Quantitation of DNA Adducts Resulting from Acrolein Exposure and Lipid Peroxidation in Oral Cells of Cigarette Smokers from Three Racial/Ethnic Groups with Differing Risks for Lung Cancer.

The Multiethnic Cohort Study has demonstrated that the risk for lung cancer in cigarette smokers among three ethnic groups is highest in Native Hawaiians, intermediate in Whites, and lowest in Japanese Americans. We hypothesized that differences in levels of DNA adducts in oral cells of cigarette smokers would be related to these differing risks of lung cancer. Therefore, we used liquid chromatography-nanoelectrospray ionization-high resolution tandem mass spectrometry to quantify the acrolein-DNA adduct (8R/S)-3-(2'-deoxyribos-1'-yl)-5,6,7,8-tetrahydro-8-hydroxypyrimido[1,2-a]purine-10(3H)-one (γ-OH-Acr-dGuo, 1) and the lipid peroxidation-related DNA adduct 1,N6-etheno-dAdo (εdAdo, 2) in DNA obtained by oral rinse from 101 Native Hawaiians, 101 Whites, and 79 Japanese Americans.
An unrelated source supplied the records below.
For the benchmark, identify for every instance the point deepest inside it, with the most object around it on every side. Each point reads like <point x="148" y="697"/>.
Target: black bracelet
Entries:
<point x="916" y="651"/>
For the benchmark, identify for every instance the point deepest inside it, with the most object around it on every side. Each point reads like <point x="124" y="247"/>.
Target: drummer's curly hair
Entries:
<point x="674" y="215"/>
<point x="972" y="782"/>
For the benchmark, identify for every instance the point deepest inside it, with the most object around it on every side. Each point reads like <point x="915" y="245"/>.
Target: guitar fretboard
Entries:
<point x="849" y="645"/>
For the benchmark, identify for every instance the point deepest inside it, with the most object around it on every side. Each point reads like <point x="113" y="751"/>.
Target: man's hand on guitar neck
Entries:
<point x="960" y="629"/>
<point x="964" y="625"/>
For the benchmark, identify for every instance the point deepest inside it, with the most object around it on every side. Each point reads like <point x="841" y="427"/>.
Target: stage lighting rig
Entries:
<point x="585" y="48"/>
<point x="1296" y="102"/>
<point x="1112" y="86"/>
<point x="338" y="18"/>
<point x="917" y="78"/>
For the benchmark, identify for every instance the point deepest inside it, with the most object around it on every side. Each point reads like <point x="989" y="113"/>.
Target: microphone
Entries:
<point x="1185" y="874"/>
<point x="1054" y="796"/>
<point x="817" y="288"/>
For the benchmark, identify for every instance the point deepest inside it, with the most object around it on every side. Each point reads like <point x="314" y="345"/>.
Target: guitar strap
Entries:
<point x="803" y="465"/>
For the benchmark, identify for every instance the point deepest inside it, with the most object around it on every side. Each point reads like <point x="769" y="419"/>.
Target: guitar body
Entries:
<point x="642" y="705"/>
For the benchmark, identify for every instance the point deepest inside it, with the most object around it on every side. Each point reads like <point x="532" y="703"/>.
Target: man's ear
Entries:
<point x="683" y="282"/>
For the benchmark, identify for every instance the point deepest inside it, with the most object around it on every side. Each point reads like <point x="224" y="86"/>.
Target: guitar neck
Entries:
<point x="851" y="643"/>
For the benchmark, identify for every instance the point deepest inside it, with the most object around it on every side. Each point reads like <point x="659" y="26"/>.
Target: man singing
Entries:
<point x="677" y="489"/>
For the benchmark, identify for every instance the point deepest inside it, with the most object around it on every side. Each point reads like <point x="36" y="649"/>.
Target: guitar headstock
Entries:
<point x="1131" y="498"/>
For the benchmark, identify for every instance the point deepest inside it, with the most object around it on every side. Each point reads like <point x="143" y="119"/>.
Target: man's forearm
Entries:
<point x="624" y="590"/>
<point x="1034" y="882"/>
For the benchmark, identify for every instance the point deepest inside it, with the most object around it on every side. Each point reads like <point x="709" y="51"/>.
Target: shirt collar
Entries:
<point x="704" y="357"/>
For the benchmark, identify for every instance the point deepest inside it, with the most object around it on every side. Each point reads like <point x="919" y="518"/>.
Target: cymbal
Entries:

Levels of urinary biomarkers of nicotine, acrolein, acrylonitrile, and a mixture of crotonaldehyde, methyl vinyl ketone, and methacrolein were also quantified. Whites had significantly higher levels of γ-OH-Acr-dGuo than Japanese Americans and Native Hawaiians after adjusting for age and sex. There was no significant difference in levels of this DNA adduct between Japanese Americans and Native Hawaiians, which is not consistent with the high lung cancer risk of Native Hawaiians. Levels of εdAdo were modestly higher in Whites and Native Hawaiians than in Japanese Americans. The lower level of DNA adducts in the oral cells of Japanese American cigarette smokers than Whites is consistent with their lower risk for lung cancer. The higher levels of εdAdo, but not γ-OH-Acr-dGuo, in Native Hawaiian versus Japanese American cigarette smokers suggest that lipid peroxidation and related processes may be involved in their high risk for lung cancer, but further studies are required.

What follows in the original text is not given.